The Historical Homes of Webster Groves, MO
Throughout the neighborhood of Webster Groves one will find many historical homes. Some homes even display a placard on the front of the house indicating that the home is a “Century Home” (over 100 years old). Due to the age of the home, as well as historical designation, it is vitally important to have only skilled, licensed plumbers perform plumbing system repairs. Plumbing system features in these homes typically include cast iron waste stacks, cast iron sewer laterals buried under concrete basement floors, lead and/or galvanized steel water lines.
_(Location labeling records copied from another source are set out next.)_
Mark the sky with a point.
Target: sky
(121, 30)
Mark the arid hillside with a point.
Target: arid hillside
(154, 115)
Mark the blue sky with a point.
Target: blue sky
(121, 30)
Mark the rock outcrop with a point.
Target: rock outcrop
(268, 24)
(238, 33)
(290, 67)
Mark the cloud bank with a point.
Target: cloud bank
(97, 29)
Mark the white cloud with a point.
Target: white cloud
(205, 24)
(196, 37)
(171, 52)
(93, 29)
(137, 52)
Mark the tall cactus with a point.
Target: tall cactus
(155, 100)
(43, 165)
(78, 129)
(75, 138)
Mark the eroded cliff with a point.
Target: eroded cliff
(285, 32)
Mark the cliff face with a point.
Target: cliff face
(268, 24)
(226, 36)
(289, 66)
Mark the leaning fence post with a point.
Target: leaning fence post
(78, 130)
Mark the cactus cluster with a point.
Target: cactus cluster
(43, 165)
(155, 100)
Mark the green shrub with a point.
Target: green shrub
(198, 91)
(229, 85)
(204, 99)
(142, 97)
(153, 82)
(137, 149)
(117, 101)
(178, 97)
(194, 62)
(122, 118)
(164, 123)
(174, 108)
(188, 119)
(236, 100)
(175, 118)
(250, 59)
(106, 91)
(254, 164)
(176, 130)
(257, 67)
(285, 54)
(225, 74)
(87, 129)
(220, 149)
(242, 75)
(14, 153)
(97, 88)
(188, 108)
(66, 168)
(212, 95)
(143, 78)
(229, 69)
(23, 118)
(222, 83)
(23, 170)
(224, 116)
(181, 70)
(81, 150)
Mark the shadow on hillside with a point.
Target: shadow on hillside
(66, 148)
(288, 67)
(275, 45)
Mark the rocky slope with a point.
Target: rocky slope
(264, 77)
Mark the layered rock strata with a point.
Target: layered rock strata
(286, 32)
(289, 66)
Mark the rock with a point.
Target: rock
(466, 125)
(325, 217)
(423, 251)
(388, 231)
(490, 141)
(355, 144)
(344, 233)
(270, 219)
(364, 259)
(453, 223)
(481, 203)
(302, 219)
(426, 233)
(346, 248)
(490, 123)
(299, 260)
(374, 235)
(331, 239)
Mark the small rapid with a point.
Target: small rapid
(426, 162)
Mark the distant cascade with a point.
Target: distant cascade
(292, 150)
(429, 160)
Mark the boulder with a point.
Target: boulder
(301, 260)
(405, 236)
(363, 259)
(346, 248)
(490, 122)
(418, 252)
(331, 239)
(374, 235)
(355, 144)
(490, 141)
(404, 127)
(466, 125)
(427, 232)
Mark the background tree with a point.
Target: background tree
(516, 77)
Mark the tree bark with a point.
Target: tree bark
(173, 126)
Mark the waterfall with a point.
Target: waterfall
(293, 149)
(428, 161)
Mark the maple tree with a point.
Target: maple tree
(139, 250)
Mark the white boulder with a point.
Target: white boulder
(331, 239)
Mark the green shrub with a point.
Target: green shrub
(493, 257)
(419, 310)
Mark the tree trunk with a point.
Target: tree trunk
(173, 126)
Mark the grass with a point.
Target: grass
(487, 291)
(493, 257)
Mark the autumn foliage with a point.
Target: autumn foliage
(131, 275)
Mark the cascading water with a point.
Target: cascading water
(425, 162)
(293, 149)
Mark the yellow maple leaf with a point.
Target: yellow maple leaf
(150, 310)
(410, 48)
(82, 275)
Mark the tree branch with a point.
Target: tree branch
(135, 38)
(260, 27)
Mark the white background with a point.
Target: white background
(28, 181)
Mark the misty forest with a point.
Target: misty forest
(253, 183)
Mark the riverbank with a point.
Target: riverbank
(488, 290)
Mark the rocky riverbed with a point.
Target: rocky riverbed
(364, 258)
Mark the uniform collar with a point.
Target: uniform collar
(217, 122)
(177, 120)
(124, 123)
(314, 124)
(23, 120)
Water pressure in these homes tends to be somewhat lower than normal as well. These are all typical problems a Webster Groves Plumber will encounter.
Webster Groves Plumber Stack Repair
Many of the homes located in Webster Groves have cast iron waste stacks. The life expectancy of a cast iron waste stack system is typically 40-50 years. A Webster Groves plumber will routinely find that a home plumbing is reaching the end of its useful life right now – the house’s waste stacks are cracking and leaking. A cast iron inside sewer lateral connects to the base of your vertical waste stack thereby allowing waste water to safely exit your home. The cast iron inside sewer lateral is typically underground and covered with concrete. As with your home’s cast iron waste stack, the useful life of a cast iron inside sewer lateral is 40 – 50 years; when this point is reached homeowners may begin to notice an increased need for drain cleaning due to increased buildup of debris due to cracks and leaks. Many realtors are aware of these issues and typically advise their clients to camera the cast iron inside sewer lateral to determine if it is still in good working condition.
Water lines replacement in Webster Groves, MO
In Webster Groves many of the water lines throughout the homes are constructed of galvanized steel and some homes have water lines constructed of lead. Steel that is coated with corrosion-resistant zinc is called “galvanized.” Galvanized steel pipes were commonly used in home construction during the 1950’s and earlier. Galvanized steel pipes can be identified by the gray color of the zinc and a magnet may be used to verify it’s steel content. Unlike lead pipe, which it resembles, galvanized steel pipes are usually connected with threaded joints and are usually quite straight (although gentle bends can be made). Galvanized steel water lines tend to build up a lot of corrosion on the inside of the pipe when can restrict flow of water throughout the home. Corrosion of galvanized steel water lines occurs after the corrosion-resistant zinc wears away thereby beginning a normal rate of steel rusting. For that reason, we often find our plumbers replacing corroded galvanized steel pipes before they spring a leak. The life of a typical galvanized steel water pipe is anywhere between 50 – 75 years, however the joints typically need replacement about 30 – 40 years after installation. Lead water lines tend to be less common than galvanized steel primarily because lead was used in home construction around the turn of the 20th century. Lead water lines typically don’t suffer from the same level of corrosion as galvanized steel water lines because lead doesn’t react to zinc as aggressively and therefore is less prone to corrosion.